Comment by Wowfunhappy

2 months ago

Claude is not very good at using screenshots. The model may technically be multi-modal, but its strength is clearly in reading text. I'm not surprised it failed here.

8 comments

Wowfunhappy

fnordpiglet 2 months ago

Especially since it decomposes the image into a semantic vector space rather than the actual grid of pixels. Once the image is transformed into patch embeddings all sense of pixels is entirely destroyed. The author demonstrates a profound lack of understanding for how multimodal LLMs function that a simple query of one would elucidate immediately.
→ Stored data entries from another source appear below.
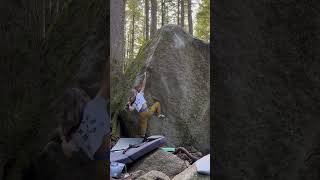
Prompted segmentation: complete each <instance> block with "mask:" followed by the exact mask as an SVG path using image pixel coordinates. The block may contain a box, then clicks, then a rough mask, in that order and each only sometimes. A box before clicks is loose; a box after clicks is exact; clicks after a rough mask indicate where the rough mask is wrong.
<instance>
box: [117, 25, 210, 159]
mask: <svg viewBox="0 0 320 180" xmlns="http://www.w3.org/2000/svg"><path fill="white" fill-rule="evenodd" d="M134 63H141V69H140V72H138V73H137V74H135V77H136V81H139V80H141V74H143V73H144V71H147V83H146V89H145V97H146V98H147V101H148V102H149V103H150V104H149V105H151V104H152V102H154V100H157V101H160V103H161V109H162V113H163V114H165V115H166V118H165V119H158V118H157V117H153V118H152V119H151V120H150V121H149V123H148V126H149V127H148V132H149V134H161V135H164V136H165V137H166V138H167V141H168V145H170V146H187V145H193V146H195V147H196V148H198V149H199V150H200V151H202V152H205V153H208V152H209V132H210V130H209V126H210V119H209V107H210V104H209V102H210V98H209V91H210V89H209V44H207V43H204V42H203V41H200V40H198V39H195V38H194V37H192V36H191V35H189V34H188V33H186V32H185V31H184V30H183V29H182V28H181V27H179V26H175V25H167V26H164V27H162V28H161V29H160V30H159V31H158V32H157V34H156V35H155V37H154V38H153V39H152V40H151V41H150V42H149V43H148V44H147V45H146V47H144V48H142V49H141V50H140V53H139V55H138V58H137V60H136V62H133V64H134ZM133 67H134V66H133ZM133 67H132V68H133ZM129 68H130V66H129ZM122 119H125V121H124V126H125V127H127V131H128V135H130V136H134V135H136V134H137V133H138V132H137V130H138V128H132V127H136V126H137V121H138V120H137V119H138V116H137V113H130V114H129V115H128V114H125V113H124V115H122Z"/></svg>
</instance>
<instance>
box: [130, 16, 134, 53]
mask: <svg viewBox="0 0 320 180" xmlns="http://www.w3.org/2000/svg"><path fill="white" fill-rule="evenodd" d="M134 20H135V17H134V14H133V15H132V31H131V32H132V33H131V55H130V57H131V58H134Z"/></svg>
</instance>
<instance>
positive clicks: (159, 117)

The right way to handle this is not to build it grids and whatnot, which all get blown away by the embedding encoding but to instruct it to build image processing tools of its own and to mandate their use in constructing the coordinates required and computing the eccentricity of the pattern etc in code and language space. Doing it this way you can even get it to write assertive tests comparing the original layout to the final among various image processing metrics. This would assuredly work better, take far less time, be more stable on iteration, and fits neatly into how a multimodal agentic programming tool actually functions.

mcbuilder 2 months ago
Yeah, this is exactly what I was thinking. LLMs don't have precise geometrical reasoning from images. Having an intuition of how the models work is actually.a defining skill in "prompt engineering"
- thecr0w 2 months ago
  
  Yeah, still trying to build my intuition. Experiments/investigations like this help me. Any other blogs or experiments you'd suggest?
  
  1 reply →
thecr0w 2 months ago

Great, thanks for that suggestion!

dcanelhas 2 months ago

Even with text, parsing content in 2D seems to be a challenge for every LLM I have interacted with. Try getting a chatbot to make an ascii-art circle with a specific radius and you'll see what I mean.

Wowfunhappy 2 months ago

I don't really consider ASCII art to be text. It requires a completely different type of reasoning. A blind person can be understand text if it's read out loud. A blind person really can't understand ASCII art if it's read out loud.